Under current rules, Goldman and other firms that received money under the Troubled Asset Relief Program, or TARP, are required to raise common or preferred equity to replace the government funds, Viniar said. The company, which received the government money in October, will consider raising money “if the markets are good,” he said.

“It’s not really restricting the way we do business but it was not meant to be permanent capital,” Viniar said. “There are pretty minor, at this point, executive compensation restrictions and we’d like to get out from under those,” he said.

Obama’s Plan

Compensation limits unveiled by President Barack Obama only affect companies that receive exceptional aid from the government in the future and won’t apply to companies such as Goldman that have already received money. Goldman Sachs’s top seven executives didn’t take any bonuses for 2008. The firm paid out $10.9 billion in compensation for 2008, down 46 percent from a record $20.2 billion in 2007.
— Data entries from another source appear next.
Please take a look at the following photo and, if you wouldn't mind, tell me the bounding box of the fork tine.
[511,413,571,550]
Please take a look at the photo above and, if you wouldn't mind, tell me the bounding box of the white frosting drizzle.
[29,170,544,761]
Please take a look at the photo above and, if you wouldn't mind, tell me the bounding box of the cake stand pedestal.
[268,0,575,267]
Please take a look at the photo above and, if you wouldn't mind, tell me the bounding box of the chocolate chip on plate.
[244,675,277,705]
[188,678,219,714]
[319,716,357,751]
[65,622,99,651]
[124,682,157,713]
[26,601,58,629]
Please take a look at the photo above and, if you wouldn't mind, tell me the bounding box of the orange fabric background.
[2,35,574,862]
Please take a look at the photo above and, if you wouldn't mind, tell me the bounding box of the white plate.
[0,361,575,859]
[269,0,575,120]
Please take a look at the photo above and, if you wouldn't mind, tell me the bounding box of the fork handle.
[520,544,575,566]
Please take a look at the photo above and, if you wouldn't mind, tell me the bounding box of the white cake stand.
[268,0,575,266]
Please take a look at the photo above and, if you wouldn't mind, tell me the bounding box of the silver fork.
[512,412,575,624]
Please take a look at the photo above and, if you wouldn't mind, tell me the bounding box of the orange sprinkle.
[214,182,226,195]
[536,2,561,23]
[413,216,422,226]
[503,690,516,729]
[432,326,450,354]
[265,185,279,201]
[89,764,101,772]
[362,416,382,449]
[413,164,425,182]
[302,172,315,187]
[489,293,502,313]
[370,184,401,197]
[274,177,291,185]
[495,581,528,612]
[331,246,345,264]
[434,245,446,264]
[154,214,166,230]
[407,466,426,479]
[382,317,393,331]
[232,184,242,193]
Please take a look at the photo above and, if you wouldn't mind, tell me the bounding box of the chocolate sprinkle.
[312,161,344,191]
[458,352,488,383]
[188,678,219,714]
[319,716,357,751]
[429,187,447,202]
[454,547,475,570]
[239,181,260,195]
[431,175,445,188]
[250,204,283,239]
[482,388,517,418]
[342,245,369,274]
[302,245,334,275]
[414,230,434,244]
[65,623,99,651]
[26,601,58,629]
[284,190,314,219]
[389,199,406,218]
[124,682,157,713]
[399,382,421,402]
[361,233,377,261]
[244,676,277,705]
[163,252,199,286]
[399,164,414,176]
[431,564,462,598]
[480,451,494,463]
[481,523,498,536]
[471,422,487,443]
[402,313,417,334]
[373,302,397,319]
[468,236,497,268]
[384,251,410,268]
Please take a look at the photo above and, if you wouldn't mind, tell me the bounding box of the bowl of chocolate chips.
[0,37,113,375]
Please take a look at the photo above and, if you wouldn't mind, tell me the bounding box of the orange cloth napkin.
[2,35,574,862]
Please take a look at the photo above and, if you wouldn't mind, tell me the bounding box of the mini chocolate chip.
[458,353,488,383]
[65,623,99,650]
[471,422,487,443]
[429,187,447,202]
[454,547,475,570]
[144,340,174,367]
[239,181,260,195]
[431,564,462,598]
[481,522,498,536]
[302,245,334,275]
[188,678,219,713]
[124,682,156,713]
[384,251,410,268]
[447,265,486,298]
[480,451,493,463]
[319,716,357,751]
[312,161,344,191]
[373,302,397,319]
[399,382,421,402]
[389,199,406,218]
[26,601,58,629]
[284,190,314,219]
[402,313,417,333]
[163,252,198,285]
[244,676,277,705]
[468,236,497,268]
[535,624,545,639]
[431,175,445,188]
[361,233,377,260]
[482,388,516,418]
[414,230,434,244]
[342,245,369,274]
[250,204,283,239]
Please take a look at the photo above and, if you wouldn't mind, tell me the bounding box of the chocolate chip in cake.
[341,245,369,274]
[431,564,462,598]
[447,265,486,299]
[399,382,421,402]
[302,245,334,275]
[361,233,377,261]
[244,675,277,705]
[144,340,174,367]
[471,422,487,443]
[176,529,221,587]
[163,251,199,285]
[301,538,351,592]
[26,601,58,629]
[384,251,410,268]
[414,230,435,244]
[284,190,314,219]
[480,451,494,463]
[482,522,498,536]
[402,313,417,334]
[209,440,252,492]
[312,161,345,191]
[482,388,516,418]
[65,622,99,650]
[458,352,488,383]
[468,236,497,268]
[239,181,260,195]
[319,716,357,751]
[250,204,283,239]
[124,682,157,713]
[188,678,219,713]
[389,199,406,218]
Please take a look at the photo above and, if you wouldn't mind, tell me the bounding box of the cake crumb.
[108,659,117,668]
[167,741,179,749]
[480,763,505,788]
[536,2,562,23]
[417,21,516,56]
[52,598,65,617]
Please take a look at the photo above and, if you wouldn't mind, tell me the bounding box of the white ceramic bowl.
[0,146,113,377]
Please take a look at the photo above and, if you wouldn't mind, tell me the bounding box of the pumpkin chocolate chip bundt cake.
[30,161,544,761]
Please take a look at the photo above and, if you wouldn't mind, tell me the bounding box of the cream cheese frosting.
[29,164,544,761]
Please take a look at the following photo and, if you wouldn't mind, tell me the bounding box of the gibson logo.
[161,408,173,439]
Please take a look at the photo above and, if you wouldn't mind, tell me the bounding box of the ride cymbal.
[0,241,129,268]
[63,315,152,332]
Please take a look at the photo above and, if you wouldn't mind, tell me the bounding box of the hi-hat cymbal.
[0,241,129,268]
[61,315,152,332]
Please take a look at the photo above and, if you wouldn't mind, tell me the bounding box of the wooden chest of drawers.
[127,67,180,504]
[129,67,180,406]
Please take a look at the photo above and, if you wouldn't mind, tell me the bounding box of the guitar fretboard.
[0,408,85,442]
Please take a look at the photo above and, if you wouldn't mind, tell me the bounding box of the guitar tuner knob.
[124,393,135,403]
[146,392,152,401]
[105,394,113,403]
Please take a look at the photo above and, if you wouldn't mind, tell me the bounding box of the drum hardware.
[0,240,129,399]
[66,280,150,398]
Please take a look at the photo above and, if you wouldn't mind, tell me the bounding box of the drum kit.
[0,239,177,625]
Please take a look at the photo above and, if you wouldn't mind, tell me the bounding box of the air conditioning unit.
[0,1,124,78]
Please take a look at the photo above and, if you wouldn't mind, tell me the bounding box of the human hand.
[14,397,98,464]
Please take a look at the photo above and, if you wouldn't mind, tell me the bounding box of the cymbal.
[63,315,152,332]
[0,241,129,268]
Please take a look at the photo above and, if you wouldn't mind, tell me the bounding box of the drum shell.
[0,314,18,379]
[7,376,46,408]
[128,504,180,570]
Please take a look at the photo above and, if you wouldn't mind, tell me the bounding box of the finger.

The government investment also limits the firm’s ability to raise dividends and to repurchase stock, except for repurchases of stock that’s granted to employees as compensation, Viniar added.

“So there are capital structure restrictions on having the TARP, we would like to get out from under those so that we can do what we think is correct,” he said.

“We would only do it if we did it in conjuction with the Fed and the Treasury and with their blessing and with their desire,” Viniar said, of plans to repay the government. “We would like to do it and we would like to do it as soon as we can and it will just take a little while.”

Goldman will also be “very cautious” about considering any acquisitions because there’s a longer record of unsuccessful deals in the financial services industry than successful ones, Viniar said. He said the firm is likely to maintain its current business of focusing on corporate and institutional clients rather than entering the retail business.

“I would not pick up the Wall Street Journal every morning looking for the big Goldman Sachs acquisition because I think you will be disappointed,” he said. “We don’t really like or know the retail business and I don’t expect that to change too much.”


I think this might indicate that Goldman smells a bottom in the markets and knows it can't capitalize on it with the restraints being placed upon it whilst still under govt scrutiny. Of course it could also mean that they want to short the financials into oblivion and don't want to risk the backlash on that anymore than is necessary

freakscene
02-04-2009, 03:18 PM
can you blame them?

get out from under their control as fast as freaking possible

XOM
02-04-2009, 03:23 PM
I don't blame them at all, I'm trying to figure out what their plans are. I've always thought that GS employs the smartest people in the financial world.

aiki14
02-04-2009, 04:43 PM
I don't blame them at all, I'm trying to figure out what their plans are. I've always thought that GS employs the smartest people in the financial world.

Watch for them to issue preferred's. To quote their CFO David Viniar "I don't expect our form to change," he said, adding, "I expect us to be largely a wholesale company."
Wholesale finance companies fund themselves in bond markets.

Albert0373
02-06-2009, 12:08 AM
Funny how that works out. These clowns never really needed the money after all.